Click here to monitor SSC
SQLServerCentral is supported by Red Gate Software Ltd.
 
Log in  ::  Register  ::  Not logged in
 
 
 

Intersect, Except, Union, All and Any

By David Poole, (first published: 2009/07/20)

I was reviewing the Microsoft training courses for SQL2008 for a set of application developers who wanted to learn more about SQL Server. In doing so I came across some commands that I either had not heard of or had not used before.

  • INTERSECT
  • EXCEPT
  • ALL
  • ANY

ALL and ANY have been around for donkeys years but INTERSECT and EXCEPT were new to me.

Whenever I find a new set of commands in T-SQL I fire up my developer edition and go straight to Adventureworks to start playing around.

INTERSECT, EXCEPT and UNION

To experiment with these commands I decided to look at two sets of CustomerID values

  • Customers in sales territory 10 (United Kingdom)
  • Sales orders in July 2004, the last month of orders in Adventureworks

Perhaps the best way to show what these commands do when comparing two sets of data is to look at the diagrams below

Predicate Illustration Description
EXCEPT image001 Customers from the UK who have not bought in the last month (July 2004)
INTERSECT INTERSECT Customers from the UK
AND
who have made a purchase in the last month (July 2004)
UNION UNION Customers from the UK
OR
who have made a purchase in the last month (July 2004)

Different ways of writing an EXCEPT query

Although I had not used the EXCEPT before I had achieved the same ends by more traditional methods.

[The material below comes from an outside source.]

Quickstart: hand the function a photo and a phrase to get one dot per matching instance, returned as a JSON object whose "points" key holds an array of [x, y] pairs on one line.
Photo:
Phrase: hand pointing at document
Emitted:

As any DBA will know there are many ways of achieving exactly the same thing so I will illustrate 3 solutions.

LEFT JOIN

The following query yielded the results I needed

        SELECT C.CustomerID
        FROM Sales.Customer AS C
        	LEFT JOIN Sales.SalesOrderHeader AS OH
        	ON C.CustomerID = OH.CustomerID
        	AND OrderDate>='2004-07-01' 
        WHERE OH.CustomerID IS NULL 
        AND C.TerritoryID=10
    

Except - LEFT JOIN

Table 'Worktable'. Scan count 0, logical reads 0, physical reads 0, read-ahead reads 0, lob logical reads 0, lob physical reads 0, lob read-ahead reads 0.
Table 'Customer'. Scan count 1, logical reads 7, physical reads 0, read-ahead reads 0, lob logical reads 0, lob physical reads 0, lob read-ahead reads 0.
Table 'SalesOrderHeader'. Scan count 1, logical reads 5, physical reads 0, read-ahead reads 0, lob logical reads 0, lob physical reads 0, lob read-ahead reads 0.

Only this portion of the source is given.